Since Mr. Hansen took over as chief executive, Cook County Hospital has been without a heart surgery program, not an insignificant problem for a patient population with one of the highest incidences of heart diseases, heart valve infections and chest trauma in the Midwest. (We have already had an abortive cooperative cardiac surgery venture with one hospital and are in the middle of a second expensive cooperative agreement.) The hospital no longer has any inpatient psychiatric services and virtually no liaison with any outpatient programs. Despite having to admit one out of every eight AIDS patients in the city of Chicago, the hospital has devoted virtually no administrative resources to the AIDS problem (the medical and nursing staffs have been sharing most of the responsibility). The most unbelievable fact is that the hospital has no alcohol or drug treatment programs, inpatient or outpatient, despite tens of thousands of these patients who present yearly to the hospital and clinics. Not only are there no programs, referral to outpatient centers is virtually impossible. The hospital actually lost a Federal grant of $60,000 because there was no one to administer it. All of this is in addition to several hundred beds closing.
The middle management structure of the hospital is in complete disarray. As of this writing, the hospital has been decimated in several key areas. There is currently no head of Nursing Services, no head of Social Services, no Director of Cardiology and no Director of Anesthesia. The impact on patient care is obvious.
So much for what the hospital does not have. Let's look at what the hospital has had since Mr. Hansen assumed command. There has been a power failure, and several areas of the hospital have flooded during rainstorms. There have been acrimonious disputes with a company hired to clean the hospital and with the company hired to install computer services. There was a recent Federal and State investigation into hospital policies and procedures. There have been several lawsuits between physicians and the administration of the hospital on any number of matters. The hospital was hours away from a nursing strike, the net result of which was numerous resignations and an aftermath of bitterness. Most critical units and wards of the hospital are still understaffed. Waiting times for certain clinic appointments and X-ray tests grow progressively longer. Ironically, the public relations debacle that Mr. Hansen cites occurred after two public relations directors left the hospital and his office took control of that function.

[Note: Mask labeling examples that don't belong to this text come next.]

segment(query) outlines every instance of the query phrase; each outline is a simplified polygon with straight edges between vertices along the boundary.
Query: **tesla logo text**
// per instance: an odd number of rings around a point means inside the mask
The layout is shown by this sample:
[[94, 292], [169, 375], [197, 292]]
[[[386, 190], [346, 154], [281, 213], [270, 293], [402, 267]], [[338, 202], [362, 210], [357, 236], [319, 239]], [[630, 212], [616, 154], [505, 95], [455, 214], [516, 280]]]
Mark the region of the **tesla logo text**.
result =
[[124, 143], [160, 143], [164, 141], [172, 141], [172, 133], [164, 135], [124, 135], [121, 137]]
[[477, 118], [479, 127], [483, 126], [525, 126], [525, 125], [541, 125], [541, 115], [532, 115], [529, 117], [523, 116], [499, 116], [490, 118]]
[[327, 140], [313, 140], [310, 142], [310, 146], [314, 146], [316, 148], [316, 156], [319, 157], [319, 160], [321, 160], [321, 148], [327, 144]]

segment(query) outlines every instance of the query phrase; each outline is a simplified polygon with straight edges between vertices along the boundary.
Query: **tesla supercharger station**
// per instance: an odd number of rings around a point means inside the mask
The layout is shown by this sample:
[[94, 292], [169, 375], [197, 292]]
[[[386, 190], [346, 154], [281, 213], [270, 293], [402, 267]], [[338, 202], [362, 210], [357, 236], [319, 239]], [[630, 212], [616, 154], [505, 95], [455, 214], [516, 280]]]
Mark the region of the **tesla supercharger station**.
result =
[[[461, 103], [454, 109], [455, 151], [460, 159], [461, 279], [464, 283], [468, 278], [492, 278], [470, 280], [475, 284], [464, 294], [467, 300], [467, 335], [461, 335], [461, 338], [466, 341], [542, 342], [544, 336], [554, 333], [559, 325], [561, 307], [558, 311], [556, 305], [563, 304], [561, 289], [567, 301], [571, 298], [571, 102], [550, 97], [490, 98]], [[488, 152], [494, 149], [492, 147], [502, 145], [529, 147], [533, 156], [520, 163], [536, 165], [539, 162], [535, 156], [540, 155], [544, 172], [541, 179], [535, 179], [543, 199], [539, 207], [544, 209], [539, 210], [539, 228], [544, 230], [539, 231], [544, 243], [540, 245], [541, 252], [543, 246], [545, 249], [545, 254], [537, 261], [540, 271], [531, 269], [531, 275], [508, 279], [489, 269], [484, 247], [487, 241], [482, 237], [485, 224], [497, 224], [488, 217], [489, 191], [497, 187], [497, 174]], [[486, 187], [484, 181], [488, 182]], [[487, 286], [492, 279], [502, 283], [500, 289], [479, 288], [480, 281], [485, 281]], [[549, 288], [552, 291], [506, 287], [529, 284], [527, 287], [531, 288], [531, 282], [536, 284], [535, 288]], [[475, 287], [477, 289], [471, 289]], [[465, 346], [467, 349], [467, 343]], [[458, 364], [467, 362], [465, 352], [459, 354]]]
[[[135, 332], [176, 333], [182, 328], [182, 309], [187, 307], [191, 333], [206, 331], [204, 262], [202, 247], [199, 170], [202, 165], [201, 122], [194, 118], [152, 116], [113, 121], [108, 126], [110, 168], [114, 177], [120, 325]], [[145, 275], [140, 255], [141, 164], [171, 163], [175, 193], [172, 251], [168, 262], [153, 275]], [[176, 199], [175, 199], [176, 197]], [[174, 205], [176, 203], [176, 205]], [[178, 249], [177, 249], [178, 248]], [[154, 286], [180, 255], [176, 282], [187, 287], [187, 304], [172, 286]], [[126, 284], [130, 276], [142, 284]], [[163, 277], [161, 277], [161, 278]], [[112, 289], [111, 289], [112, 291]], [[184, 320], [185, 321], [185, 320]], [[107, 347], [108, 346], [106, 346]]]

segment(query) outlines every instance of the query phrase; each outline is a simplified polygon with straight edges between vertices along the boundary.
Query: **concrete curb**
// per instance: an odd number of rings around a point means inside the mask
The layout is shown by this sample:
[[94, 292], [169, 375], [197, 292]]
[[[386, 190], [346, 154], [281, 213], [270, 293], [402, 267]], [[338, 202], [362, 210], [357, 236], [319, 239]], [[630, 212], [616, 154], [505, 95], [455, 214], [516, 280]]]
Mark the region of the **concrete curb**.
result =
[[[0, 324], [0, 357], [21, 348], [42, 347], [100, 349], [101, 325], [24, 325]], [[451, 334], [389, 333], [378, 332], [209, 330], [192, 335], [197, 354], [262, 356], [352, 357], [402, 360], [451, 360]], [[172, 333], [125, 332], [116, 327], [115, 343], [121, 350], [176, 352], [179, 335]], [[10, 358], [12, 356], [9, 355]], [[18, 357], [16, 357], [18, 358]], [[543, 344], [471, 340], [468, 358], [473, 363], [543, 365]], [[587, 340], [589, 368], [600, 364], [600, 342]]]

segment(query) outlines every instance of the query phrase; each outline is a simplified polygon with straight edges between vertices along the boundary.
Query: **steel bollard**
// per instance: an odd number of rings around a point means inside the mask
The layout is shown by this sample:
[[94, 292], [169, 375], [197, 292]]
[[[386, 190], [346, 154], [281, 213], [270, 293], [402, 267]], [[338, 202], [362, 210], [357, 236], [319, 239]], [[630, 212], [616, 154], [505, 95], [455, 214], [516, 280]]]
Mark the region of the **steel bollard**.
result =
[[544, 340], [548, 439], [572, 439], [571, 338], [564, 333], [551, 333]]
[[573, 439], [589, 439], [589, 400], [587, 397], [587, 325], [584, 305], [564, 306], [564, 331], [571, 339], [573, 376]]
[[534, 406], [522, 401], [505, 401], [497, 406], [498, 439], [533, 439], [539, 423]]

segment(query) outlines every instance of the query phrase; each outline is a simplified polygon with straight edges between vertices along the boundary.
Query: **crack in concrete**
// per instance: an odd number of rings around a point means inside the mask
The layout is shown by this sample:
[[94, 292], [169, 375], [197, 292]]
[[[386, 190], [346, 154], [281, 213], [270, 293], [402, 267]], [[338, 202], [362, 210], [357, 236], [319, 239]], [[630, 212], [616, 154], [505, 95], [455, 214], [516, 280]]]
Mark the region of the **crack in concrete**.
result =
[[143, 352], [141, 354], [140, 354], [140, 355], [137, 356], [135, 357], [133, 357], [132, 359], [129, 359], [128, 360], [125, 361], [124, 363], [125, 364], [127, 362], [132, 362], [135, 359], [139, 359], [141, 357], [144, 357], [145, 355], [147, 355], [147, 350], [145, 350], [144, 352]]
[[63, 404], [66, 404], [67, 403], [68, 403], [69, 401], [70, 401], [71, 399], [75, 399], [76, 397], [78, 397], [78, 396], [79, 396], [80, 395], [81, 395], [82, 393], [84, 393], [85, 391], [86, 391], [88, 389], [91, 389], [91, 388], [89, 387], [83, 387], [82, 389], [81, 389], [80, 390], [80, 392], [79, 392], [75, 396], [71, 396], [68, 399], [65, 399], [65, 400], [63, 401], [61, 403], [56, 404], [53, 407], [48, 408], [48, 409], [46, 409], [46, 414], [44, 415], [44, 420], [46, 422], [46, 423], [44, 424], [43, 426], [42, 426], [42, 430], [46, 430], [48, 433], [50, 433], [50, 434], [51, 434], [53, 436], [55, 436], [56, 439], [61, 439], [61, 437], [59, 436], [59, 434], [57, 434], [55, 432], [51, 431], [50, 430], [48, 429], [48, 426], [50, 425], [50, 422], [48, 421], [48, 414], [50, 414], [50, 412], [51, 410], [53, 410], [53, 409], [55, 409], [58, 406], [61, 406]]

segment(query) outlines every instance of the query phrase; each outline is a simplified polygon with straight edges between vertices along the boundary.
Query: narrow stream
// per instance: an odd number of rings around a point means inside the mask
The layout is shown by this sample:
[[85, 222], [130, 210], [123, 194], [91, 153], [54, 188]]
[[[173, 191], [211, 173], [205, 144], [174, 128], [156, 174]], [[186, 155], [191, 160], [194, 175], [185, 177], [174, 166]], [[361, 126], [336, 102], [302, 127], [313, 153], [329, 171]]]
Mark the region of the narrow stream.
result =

While all of these problems are obvious to anyone who makes even a cursory visit to the hospital and asks the right questions, the deepest problem is just below the surface. There are several thousand workers in many different positions at the County Hospital. Most, if not all, are proud of the services they provide and the functions they perform. I doubt if more than a handful are proud of the way the hospital is currently operating for the benefit of patients. This is the record Mr. Hansen would have us look at.